Ce que 664 commentaires de review disent d'un développeur
10 jul 2026
Avant l'entretien semestriel d'un des développeurs de l'équipe, je voulais vérifier une impression : ses PRs semblaient accrocher en review plus souvent que celles des autres. J'ai fait classifier par Claude Code les 664 commentaires de review humains du semestre — 474 PRs, trois devs comparés. Appelons-les Anatole (le dev évalué), Barnabé et Côme.
L'impression est confirmée, et précisée : l'écart est réel, concentré sur trois thèmes. Sur d'autres, Anatole est le meilleur des trois.
1. La méthode
La matière première vient de l'API GitHub :
gh api "repos/$ORG/$REPO/pulls?state=all&base=main" --paginate # les PRs du semestre
gh api "repos/$ORG/$REPO/pulls/$N/reviews" --paginate # verdicts (APPROVED, CHANGES_REQUESTED…)
gh api "repos/$ORG/$REPO/pulls/$N/comments" --paginate # commentaires inlineChaque commentaire est classifié par thème (architecture, tests, gestion d'erreurs, idiomes du framework, sécurité, périmètre de PR) et par poids (bloquant, substantiel, question, nitpick). Bots et auto-commentaires exclus. Deux règles :
- tout est normalisé par PR, jamais en absolu ;
- un écart ne compte que s'il est spécifique à un dev. Une remarque qui touche les trois relève du repo ou du reviewer, pas du dev.

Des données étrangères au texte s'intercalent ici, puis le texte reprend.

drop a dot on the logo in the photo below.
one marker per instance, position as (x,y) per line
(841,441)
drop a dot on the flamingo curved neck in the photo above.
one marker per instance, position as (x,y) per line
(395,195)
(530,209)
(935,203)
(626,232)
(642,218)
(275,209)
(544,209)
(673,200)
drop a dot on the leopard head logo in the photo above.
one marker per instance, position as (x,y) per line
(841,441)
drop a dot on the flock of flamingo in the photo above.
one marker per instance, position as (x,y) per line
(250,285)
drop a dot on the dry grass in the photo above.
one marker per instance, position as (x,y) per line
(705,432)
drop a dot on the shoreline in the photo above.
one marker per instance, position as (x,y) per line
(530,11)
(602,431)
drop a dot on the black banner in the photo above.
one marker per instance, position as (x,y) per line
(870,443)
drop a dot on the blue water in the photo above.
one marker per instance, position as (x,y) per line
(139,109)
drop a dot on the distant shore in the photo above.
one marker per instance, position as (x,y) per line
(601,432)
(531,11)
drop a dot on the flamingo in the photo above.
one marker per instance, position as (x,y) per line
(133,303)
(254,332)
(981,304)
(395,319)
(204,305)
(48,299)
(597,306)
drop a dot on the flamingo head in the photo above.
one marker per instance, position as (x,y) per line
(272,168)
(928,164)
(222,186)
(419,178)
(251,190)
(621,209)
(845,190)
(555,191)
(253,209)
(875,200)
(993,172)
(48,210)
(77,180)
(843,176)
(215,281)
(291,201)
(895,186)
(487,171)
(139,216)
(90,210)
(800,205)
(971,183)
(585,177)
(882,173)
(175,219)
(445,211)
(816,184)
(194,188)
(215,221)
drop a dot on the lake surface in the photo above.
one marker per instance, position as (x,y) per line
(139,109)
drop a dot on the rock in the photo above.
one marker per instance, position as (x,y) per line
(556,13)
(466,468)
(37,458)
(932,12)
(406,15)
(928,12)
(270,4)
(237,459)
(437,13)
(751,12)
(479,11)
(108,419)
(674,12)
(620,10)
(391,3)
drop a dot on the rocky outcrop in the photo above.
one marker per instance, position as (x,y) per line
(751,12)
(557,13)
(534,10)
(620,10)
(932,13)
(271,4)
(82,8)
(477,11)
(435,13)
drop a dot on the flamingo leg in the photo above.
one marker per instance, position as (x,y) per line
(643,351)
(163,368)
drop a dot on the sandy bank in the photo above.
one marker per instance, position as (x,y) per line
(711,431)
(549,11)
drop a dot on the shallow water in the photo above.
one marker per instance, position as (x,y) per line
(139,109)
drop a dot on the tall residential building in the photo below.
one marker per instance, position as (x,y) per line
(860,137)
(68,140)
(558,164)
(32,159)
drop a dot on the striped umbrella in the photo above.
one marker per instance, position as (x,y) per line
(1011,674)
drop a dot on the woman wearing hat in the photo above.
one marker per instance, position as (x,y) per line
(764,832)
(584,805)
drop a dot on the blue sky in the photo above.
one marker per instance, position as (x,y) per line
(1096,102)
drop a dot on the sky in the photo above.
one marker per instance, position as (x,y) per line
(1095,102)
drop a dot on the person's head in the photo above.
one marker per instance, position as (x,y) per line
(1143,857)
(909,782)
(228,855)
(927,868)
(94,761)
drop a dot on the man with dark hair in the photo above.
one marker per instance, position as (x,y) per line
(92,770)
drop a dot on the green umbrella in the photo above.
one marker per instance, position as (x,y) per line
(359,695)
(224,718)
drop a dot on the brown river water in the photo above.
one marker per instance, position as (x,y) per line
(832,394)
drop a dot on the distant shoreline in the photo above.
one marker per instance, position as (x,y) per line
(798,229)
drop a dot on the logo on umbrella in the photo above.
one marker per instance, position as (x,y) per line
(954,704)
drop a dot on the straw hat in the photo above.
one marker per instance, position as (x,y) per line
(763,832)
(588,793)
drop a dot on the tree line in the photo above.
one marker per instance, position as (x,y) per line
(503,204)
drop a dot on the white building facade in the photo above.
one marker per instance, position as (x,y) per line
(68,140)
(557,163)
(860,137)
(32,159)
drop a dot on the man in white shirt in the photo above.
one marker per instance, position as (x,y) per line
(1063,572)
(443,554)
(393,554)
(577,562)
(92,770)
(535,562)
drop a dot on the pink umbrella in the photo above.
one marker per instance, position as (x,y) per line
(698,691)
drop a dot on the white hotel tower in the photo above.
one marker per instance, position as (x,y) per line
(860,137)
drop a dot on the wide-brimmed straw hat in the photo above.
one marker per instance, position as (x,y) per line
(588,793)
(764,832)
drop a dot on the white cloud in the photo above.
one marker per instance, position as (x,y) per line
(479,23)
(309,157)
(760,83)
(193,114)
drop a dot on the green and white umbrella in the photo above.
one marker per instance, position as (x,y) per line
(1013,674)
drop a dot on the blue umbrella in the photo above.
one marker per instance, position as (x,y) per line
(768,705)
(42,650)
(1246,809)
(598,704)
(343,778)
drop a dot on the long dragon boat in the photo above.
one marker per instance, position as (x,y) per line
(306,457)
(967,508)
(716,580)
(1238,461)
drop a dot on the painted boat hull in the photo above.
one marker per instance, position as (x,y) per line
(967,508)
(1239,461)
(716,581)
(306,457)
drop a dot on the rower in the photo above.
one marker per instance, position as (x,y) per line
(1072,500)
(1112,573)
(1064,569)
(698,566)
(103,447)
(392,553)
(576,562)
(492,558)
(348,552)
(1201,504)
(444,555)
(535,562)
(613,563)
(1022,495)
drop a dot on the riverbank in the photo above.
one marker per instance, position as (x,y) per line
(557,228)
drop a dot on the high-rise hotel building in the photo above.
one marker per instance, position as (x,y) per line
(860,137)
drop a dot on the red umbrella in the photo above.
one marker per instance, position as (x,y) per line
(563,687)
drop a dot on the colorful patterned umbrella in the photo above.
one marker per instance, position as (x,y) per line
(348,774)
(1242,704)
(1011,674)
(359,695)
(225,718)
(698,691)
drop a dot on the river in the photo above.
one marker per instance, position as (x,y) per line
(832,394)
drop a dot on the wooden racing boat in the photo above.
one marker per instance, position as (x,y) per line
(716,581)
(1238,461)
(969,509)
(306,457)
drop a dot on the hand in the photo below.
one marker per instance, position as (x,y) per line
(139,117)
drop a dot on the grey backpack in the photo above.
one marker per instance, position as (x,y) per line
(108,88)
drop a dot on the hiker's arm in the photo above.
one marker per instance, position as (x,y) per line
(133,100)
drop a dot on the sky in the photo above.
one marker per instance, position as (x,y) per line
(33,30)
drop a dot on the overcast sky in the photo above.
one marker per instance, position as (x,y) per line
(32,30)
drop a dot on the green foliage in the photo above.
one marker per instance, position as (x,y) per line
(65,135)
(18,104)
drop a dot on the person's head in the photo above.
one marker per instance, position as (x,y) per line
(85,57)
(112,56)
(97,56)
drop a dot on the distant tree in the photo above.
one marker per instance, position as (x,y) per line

2. Le signal principal : ×9,5 sur le taux de blocage
Par PR, rien ne dépasse : 1,39 commentaire, dans la moyenne. C'est par ligne écrite que l'écart apparaît.
Les PRs d'Anatole sont plus petites, mais concentrent plus de remarques. Deux de ses PRs ont été re-bloquées après correction.
3. Par thème : où l'écart se loge
Deux corrections de lecture : les 26 remarques sécurité de Barnabé viennent d'une seule PR, et l'architecture d'Anatole est gonflée par une seule refonte. Restent les écarts répartis sur plusieurs PRs :
- Tests (×3,9 vs Barnabé, Côme à zéro). Les deux seuls bloquants « tests » du semestre sont sur ses PRs : couverture manquante, conventions non appliquées au reste du fichier, tests dans le mauvais fichier de spec.
- Idiomes du framework (×3,5). Recréer ce qui existe déjà : un scope de modèle réécrit à la main, un composant UI existant ignoré, une tâche ad hoc là où un job standard suffisait.
- Deux patterns absents chez Barnabé et Côme. La propagation — le reviewer doit demander explicitement d'appliquer une remarque à tout le diff (« Quelques commentaires, pense à bien les appliquer pour tous les tests, je n'ai pas écrit un commentaire à chaque fois »). Et le code superflu ajouté — ~21 occurrences sur 116 PRs : commentaires inutiles, code défensif redondant, duplication.
4. Où Anatole est devant
- Périmètre de PR : 2 remarques sur le semestre, contre 28 pour Côme (code mort, résidus de rebase). Le plus propre de l'équipe.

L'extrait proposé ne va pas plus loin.